Petroteq, a fully integrated surface oil sands mining company with proprietary technology, delivered a number of additional important news in connection with its operation and strategic growth plans.
The company released details regarding the issuance of a $300,000 principal amount (including an original issue discount of 20 percent) unsecured convertible debenture, as well as warrants exercisable for up to 1,315,789 common Petroteq shares at a cost of $0.24 per share for 15 months.
The debenture bears an interest rate of seven percent per year. It is payable quarterly, and, at the option of the holder, the purchase amount is convertible to 1,315,789 common shares of the company at $0.19 per share.
Finally, Petroteq has agreed to complete a shares-for-debt transaction, after which the company will issue 838,714 common shares in satisfaction of $176,130 of indebtedness that’s currently owed. The decision to satisfy the indebtedness with common shares will enable Petroteq to preserve cash for the important purposes of working capital and the implementation of its extraction technology at its Asphalt Ridge site in Utah.
Petroteq, an oil and gas extraction innovator, has developed its own Clean Oil Recovery Technology (CORT) that’s suitable for surface tar sands oil extraction in Utah. CORT is a closed-loop system that extracts fuel oils from the ground and returns the “cleaned” sand after the completion of the process.
The company is focused on the development of proprietary new extraction technologies. It targets sustainable and environment-friendly techniques for the extraction of heavy bitumen from oil sands, oil shale deposits and shallow oil deposits. The proprietary technology produces no greenhouse emissions and zero waste while also requiring no high temperatures.
Currently, Petroteq is focusing its mining efforts on resource-rich areas of Utah. U.S. Department of Energy estimates suggest that the state’s recoverable oil resources comprise of over 30 billion barrels (http://nnw.fm/1Oj8C). As per engineer estimates, there are 139.5 million standard tank barrels of bitumen at Petroteq’s Asphalt Ridge site.
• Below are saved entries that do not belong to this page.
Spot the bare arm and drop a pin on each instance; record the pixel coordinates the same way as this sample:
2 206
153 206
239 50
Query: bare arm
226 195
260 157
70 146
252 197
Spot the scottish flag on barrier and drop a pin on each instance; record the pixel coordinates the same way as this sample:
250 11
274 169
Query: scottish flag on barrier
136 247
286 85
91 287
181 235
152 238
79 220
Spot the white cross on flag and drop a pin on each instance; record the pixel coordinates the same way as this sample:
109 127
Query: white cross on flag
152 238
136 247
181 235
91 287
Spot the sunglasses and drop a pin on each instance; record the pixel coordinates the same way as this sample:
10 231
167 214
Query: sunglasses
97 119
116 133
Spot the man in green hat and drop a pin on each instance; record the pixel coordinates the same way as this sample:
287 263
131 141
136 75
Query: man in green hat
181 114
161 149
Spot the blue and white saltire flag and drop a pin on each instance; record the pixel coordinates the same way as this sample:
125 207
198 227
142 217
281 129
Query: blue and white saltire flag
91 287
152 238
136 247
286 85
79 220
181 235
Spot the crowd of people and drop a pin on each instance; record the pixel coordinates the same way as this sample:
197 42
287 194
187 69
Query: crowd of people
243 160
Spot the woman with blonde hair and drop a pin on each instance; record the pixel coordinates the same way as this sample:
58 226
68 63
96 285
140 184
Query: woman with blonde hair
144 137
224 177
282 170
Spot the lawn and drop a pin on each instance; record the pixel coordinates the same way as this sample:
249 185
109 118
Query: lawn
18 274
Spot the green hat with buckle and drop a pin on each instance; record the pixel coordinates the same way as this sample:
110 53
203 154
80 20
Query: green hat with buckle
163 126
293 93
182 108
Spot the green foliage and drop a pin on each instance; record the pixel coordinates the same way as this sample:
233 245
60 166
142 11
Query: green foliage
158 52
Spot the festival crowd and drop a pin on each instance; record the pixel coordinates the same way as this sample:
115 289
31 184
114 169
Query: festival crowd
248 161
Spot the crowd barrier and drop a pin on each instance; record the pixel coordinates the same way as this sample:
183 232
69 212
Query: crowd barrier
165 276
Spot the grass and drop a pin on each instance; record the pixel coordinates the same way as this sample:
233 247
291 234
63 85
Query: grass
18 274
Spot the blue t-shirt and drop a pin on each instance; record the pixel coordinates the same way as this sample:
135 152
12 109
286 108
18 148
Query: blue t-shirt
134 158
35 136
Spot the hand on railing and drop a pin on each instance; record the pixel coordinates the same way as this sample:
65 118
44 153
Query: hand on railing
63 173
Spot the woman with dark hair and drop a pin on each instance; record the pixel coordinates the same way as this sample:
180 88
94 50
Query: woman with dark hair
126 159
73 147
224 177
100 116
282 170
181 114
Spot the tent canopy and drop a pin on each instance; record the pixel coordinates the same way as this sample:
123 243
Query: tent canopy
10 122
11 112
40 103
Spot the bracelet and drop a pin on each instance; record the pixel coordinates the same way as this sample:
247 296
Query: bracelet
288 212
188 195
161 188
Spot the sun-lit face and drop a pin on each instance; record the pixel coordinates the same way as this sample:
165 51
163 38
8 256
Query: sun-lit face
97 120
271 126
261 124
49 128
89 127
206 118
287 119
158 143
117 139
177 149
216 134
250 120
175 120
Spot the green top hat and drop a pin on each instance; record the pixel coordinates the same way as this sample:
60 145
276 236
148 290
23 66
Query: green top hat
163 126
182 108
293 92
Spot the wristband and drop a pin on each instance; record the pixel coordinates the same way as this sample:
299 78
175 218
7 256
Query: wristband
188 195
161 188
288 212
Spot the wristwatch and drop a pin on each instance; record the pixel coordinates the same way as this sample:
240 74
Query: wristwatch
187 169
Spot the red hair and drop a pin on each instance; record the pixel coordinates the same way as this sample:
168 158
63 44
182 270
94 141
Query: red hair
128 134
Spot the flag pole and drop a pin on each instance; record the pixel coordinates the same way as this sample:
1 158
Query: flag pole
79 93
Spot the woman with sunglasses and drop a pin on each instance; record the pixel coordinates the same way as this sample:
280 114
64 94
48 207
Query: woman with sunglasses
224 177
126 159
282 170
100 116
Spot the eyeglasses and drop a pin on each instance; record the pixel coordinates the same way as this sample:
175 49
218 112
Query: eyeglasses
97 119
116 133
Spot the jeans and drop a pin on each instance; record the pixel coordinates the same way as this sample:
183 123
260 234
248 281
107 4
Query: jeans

Through the acquisition of the additional operating rights announced on July 22, Petroteq is expected to increase its cash flow value. One of the leases, P.R. Spring, is believed to contain gross contingent resources of about 90 million barrels of mineable bitumen, with a net arithmetic average after risk estimate of 40.77 million barrels. According to Petroteq, the resource amounts to an after-risk cash flow value of $293.4 million on a 10 percent per year discounted basis and a cash flow value of $166.6 million on a 15 percent per year discounted basis.